Dans l’affaire Lyhanna, il est bien sûr question du meurtre d’une enfant, mais également des violences sexuelles commises par un homme pro­ba­ble­ment réci­di­viste. Comme souvent, lorsqu’une affaire pédo­cri­mi­nelle bou­le­verse l’opinion, la construc­tion média­tique d’un ennemi public oblitère toute pos­si­bi­li­té de débat.
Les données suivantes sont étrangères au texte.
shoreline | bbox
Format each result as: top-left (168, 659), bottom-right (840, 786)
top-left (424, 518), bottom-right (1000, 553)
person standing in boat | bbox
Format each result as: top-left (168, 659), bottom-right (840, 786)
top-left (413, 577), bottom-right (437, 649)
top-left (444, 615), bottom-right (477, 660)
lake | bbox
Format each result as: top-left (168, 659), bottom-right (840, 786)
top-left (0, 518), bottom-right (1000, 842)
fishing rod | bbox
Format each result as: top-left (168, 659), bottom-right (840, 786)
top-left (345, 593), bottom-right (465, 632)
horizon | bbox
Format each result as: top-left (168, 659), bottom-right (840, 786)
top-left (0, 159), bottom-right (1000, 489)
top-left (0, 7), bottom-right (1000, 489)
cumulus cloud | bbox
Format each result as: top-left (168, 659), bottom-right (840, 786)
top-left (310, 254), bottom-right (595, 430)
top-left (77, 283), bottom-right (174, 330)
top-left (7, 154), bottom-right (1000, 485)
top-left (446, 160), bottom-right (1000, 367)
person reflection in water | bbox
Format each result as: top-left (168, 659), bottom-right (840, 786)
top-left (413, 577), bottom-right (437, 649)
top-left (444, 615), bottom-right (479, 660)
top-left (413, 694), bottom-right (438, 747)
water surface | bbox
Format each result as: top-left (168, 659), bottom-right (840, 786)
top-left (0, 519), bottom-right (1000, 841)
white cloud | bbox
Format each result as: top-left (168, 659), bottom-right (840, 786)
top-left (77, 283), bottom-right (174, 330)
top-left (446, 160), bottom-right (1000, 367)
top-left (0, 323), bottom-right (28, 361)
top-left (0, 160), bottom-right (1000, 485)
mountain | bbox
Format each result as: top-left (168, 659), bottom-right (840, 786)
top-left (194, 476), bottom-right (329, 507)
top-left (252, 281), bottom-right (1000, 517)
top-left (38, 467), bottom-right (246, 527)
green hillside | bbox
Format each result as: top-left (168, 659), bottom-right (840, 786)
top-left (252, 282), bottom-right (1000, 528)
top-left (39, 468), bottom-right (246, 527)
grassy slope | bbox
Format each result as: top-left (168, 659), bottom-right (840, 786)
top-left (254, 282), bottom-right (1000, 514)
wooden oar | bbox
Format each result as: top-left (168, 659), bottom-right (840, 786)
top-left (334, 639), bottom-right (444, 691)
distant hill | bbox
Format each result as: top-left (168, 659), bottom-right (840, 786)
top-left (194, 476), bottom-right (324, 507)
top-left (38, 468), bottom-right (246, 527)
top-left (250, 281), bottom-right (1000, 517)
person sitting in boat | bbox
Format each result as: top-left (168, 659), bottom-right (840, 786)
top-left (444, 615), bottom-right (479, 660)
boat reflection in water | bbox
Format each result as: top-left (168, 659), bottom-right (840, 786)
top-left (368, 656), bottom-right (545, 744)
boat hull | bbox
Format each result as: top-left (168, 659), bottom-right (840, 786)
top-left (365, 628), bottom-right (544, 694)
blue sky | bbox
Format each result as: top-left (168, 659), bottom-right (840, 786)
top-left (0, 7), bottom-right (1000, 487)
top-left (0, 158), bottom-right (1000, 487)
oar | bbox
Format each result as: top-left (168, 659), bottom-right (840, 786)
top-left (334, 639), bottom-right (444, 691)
Or, selon l’autrice Sarah Boucault, les violences sexuelles ne cesseront pas tant que nous ne répon­drons pas col­lec­ti­ve­ment à cette question : comment fait-on pour que les violeurs cessent de violer ?
Publié le 17/06/2026

Depuis début juin 2026, des rassemblements ont lieu chaque semaine devant des tribunaux partout en France, ainsi que devant le ministère de la justice à Paris. Crédit photo : Laurent Demartini/Hans Lucas.
Depuis début juin 2026, des ras­sem­ble­ments ont lieu chaque semaine devant des tribunaux partout en France, ainsi que devant le ministère de la justice à Paris. Crédit photo : Laurent Demartini/Hans Lucas.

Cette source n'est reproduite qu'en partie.